The Bucket Selector Aggregation is a pipeline aggregation in Elasticsearch that allows you to filter buckets based on specified criteria. It evaluates a script for each bucket and keeps only those buckets for which the script returns true.
Syntax
{
"bucket_selector": {
"buckets_path": {
"my_var1": "metric1",
"my_var2": "metric2"
},
"script": "params.my_var1 > params.my_var2"
}
}
For more details, refer to the official Elasticsearch documentation.
Example Usage
Here's an example that selects buckets where the average price is greater than 100:
{
"aggs": {
"sales_per_month": {
"date_histogram": {
"field": "date",
"calendar_interval": "month"
},
"aggs": {
"avg_price": {
"avg": {
"field": "price"
}
},
"high_value_months": {
"bucket_selector": {
"buckets_path": {
"avg_price": "avg_price"
},
"script": "params.avg_price > 100"
}
}
}
}
}
}
Common Issues
- Script errors: Ensure that the script syntax is correct and all referenced variables are properly defined in the
buckets_path
. - Missing buckets: If no buckets meet the criteria, the result may be empty. Consider using a
bucket_sort
aggregation to handle empty results gracefully. - Performance impact: Complex scripts can slow down aggregation performance, especially on large datasets.
Best Practices
- Keep scripts simple and efficient to minimize performance impact.
- Use
bucket_sort
in conjunction withbucket_selector
for more advanced filtering and sorting. - Consider using
min_doc_count
in parent aggregations to exclude buckets with insufficient data before applying the selector. - Test your bucket selector aggregations on a small dataset before running them on large production data.

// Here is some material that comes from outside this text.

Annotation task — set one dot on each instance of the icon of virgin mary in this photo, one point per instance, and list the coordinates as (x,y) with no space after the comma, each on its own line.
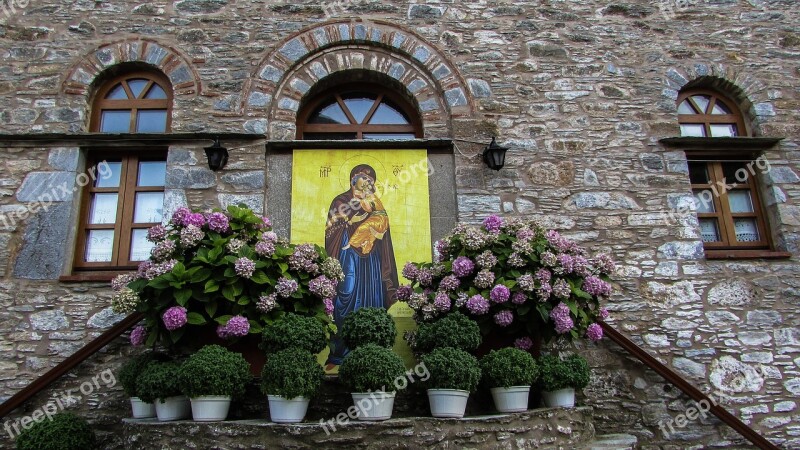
(358,235)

Frequently Asked Questions
Q: Can I use multiple conditions in a bucket selector script?
A: Yes, you can use multiple conditions in the script. For example: params.avg_price > 100 && params.total_sales > 1000
.
Q: How does bucket selector aggregation affect parent aggregations?

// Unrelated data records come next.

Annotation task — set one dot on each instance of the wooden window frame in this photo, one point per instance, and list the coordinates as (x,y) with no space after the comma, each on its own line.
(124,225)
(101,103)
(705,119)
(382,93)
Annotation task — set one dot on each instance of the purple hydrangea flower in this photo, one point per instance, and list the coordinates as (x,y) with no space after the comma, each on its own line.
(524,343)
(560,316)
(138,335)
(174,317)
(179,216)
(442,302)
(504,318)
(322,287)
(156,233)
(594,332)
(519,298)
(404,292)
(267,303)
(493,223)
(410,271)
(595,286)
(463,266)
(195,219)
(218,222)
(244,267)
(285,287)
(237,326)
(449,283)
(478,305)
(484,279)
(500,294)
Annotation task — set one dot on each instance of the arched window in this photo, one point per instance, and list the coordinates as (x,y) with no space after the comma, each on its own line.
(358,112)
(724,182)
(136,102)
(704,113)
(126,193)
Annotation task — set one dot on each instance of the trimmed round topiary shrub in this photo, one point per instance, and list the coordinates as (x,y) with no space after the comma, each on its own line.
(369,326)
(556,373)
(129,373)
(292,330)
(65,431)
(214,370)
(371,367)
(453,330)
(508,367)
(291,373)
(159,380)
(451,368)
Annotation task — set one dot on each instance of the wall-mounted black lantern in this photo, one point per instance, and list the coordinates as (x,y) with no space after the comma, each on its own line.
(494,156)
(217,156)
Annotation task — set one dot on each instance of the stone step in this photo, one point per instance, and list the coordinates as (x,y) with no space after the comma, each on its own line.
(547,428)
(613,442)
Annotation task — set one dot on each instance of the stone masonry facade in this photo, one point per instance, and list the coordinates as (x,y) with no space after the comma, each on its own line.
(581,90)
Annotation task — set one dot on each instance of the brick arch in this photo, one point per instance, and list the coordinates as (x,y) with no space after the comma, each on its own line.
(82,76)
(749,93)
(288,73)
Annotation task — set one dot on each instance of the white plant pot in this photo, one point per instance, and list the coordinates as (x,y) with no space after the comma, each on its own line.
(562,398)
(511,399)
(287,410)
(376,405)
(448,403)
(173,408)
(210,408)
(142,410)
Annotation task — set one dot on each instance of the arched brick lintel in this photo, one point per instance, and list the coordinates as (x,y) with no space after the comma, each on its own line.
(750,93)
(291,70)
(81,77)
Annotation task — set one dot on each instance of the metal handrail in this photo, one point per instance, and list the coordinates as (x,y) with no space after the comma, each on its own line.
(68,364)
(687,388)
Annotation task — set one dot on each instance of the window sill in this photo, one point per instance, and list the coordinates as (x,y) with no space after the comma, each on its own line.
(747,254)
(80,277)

A: Bucket selector filters out buckets from the parent aggregation that don't meet the specified criteria. This means that subsequent aggregations will only see the filtered set of buckets.
Q: Can I use bucket selector with nested aggregations?

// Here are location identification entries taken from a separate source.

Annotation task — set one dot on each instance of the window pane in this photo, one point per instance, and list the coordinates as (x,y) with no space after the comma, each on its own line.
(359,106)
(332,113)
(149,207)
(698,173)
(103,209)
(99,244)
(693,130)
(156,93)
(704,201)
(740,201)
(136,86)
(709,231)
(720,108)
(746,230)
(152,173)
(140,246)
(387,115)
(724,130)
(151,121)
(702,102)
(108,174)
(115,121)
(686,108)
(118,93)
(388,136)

A: Yes, you can use bucket selector with nested aggregations. Just ensure that the buckets_path
correctly references the metrics from the nested aggregations.
Q: Is it possible to use bucket selector to filter based on the bucket key?
A: Yes, you can access the bucket key using _key
in your script. For example: params._key > 5
for numeric keys or params._key.startsWith('A')
for string keys.
Q: How can I debug a bucket selector aggregation if it's not producing expected results?
A: You can add a gap_policy
parameter set to "skip" to see which buckets are being filtered out. Also, consider using Elasticsearch's Explain API to understand how the aggregation is being executed.